1 Once Upon A Time: The Sacred Wood...

After Joseph ‘Wrath’ Stalin had eight of my family, father including, shipped to his infamous gulags, where five, including father, soon perished of harsh conditions or were shot, I, then eight years old, was not to be consoled. My mother, a young woman, half Russian, having lost a husband, a father, a mother, and sister to the wrath of the same Joseph, had no interest in consoling me:.she, left with a suckling age child who was not of her husband, knew not of my despair. When the room was empty and everyone was about some chore or other, I climbed on the spring bed and bounced my despair, prayers, and tears as high as I could. But no matter how high I bounced or ardently expressed my prayers, Divinity gave me no attention. Or so I thought.

Then, some sixteen years later, after other close escapes and many pretended normalities, after I had already been in Amrica for eight years, I had a dream.

I found myself in a wood. It was end of summer, and as was the wont of the farm household that had been my home during WWII, we went berry picking. We (about eight of us) were after blueberries. Everyone carried a newspaper lined basket. The household was spread over the forest far and wide. Some had gone far enough to “You-hoo” not to lose contact from the rest. However, something unusual met our eyes wherever we looked: there were no blueberries to be seen. The small pink blossoms of the berries had all dried in their bloom stage.
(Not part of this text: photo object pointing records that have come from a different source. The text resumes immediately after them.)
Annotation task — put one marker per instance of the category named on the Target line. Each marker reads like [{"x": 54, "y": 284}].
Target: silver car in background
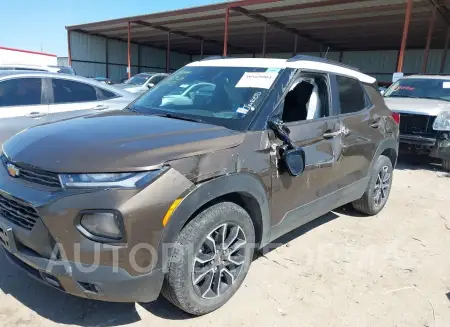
[
  {"x": 142, "y": 82},
  {"x": 30, "y": 98}
]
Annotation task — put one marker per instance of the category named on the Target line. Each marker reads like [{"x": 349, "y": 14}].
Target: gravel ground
[{"x": 340, "y": 270}]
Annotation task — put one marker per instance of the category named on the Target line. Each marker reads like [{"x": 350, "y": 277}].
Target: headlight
[
  {"x": 442, "y": 121},
  {"x": 114, "y": 180}
]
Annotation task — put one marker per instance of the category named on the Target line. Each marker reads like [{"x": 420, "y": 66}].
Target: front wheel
[
  {"x": 378, "y": 189},
  {"x": 210, "y": 259}
]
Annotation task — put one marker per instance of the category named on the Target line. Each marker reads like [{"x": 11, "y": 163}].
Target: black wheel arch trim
[{"x": 206, "y": 192}]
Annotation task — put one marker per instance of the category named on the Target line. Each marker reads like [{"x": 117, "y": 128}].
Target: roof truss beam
[
  {"x": 187, "y": 35},
  {"x": 277, "y": 24}
]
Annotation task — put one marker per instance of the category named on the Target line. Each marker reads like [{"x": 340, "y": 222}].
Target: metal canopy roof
[{"x": 338, "y": 24}]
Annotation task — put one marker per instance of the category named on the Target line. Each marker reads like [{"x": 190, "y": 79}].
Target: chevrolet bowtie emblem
[{"x": 13, "y": 171}]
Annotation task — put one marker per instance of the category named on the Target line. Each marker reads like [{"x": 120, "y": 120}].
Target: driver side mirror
[{"x": 294, "y": 159}]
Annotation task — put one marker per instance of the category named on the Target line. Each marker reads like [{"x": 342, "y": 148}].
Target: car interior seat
[{"x": 314, "y": 104}]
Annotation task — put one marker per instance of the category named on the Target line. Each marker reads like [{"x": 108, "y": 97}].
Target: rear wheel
[
  {"x": 378, "y": 189},
  {"x": 446, "y": 165},
  {"x": 210, "y": 259}
]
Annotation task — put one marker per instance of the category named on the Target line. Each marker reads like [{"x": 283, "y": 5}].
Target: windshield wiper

Instead of berries or berry blossoms, in their place the berry branches held brown tissue paper.

As I, nevertheless, continued my search, I noticed rise from the floor of the forest a small mound on top of which grew an outsize blueberry blossom the size of a church bell. The outer shell of the blossom was a dark blue, but its core glowed an orange that was like of coal in a fireplace.

Not knowing what the flower was, I bent before it with awe and reverence. Only much later did it occur to me that the flower might have been Morgan the Fair*, the much maligned (witch, hag, shrew, black arts master) Queen of the Wood and mother of King Arthur, who became King of the Wood.

*Only much later, as a result of the dream, did I discover the poem of the German poet Novalis: Die blaue Blume, and read that Goethe may have seen it as the Urpflanz, the root of Nature.

The dream then shifted to a grassy field that was next to the forest. Just a few feet from the forest’s edge, I saw two large tables set for a feast. Two steaming pumpkins stood in the centre of each table. The fragrance of the pumpkins was inviting and spoke of family Thanksgiving dinners. The tables were waiting for the guests, who, except for me, were still in the wood.

The dream happened sixty years ago, and whenever I remember it, which is often enough, it brings me to a scene pictured in a painting by Ernst Lissner of the Troice-Sergieva Lavra or monastery in Russia. The painting shows the most venerated of Russian saints Sergius of Radonezh, blessing the Russian leader-hero Dmitri of Moscow (later Dmitri Donskoy) before the battle of Kulikovo (1380 AD). at the monastery of Holy Trinity.

The painting depicts a scene in front of a church in a wood. The interpretation of what takes place depends of how one reads history. Unlike orthodox Russian interpretations of their history, I do not believe that the battle of Kulikovo was a battle with the Mongols or Tartars, but a battle with the Vikings. Here I am partly in agreement with the Russian mathematician and historian Anatoly Fomenko, who argues that the ‘golden horde’ of the Mongols is a fiction invented by the Romanov tsars. I would add that it was less an invention than a replacement, i.e., the Vikings were replaced by the Romanovs (supporters of Catholic and globalist theology) with the Mongols.

It was in 862 AD* that the Vikings captured Kiev , then a slav village on the shores of the Dniepr River. As I have argued elsewhere, the Byzantine Empire and the surround was under the influence of what I call Ancient Christianity, at the core of which religion was the Sacred King.

*Per Anatoly Fomenko all Anno Domini (AD) dates are suspect.

By foregoing lengthy arguments about my perspective on history, which may be gathered from some 600 past blogs) and returning to the painting by Ernst Lissner, one may argue that the painting depicts Jerusalem (=Yaroslav) and the blessing of an executive king (or Malik*) by the Sacred King.

*Malik is Arabic the for executive king, who serves the Sacred King. The word is also encountered in my native Latvijan language as ‘malacis’, that is to say, one who dares and does exemplary deeds.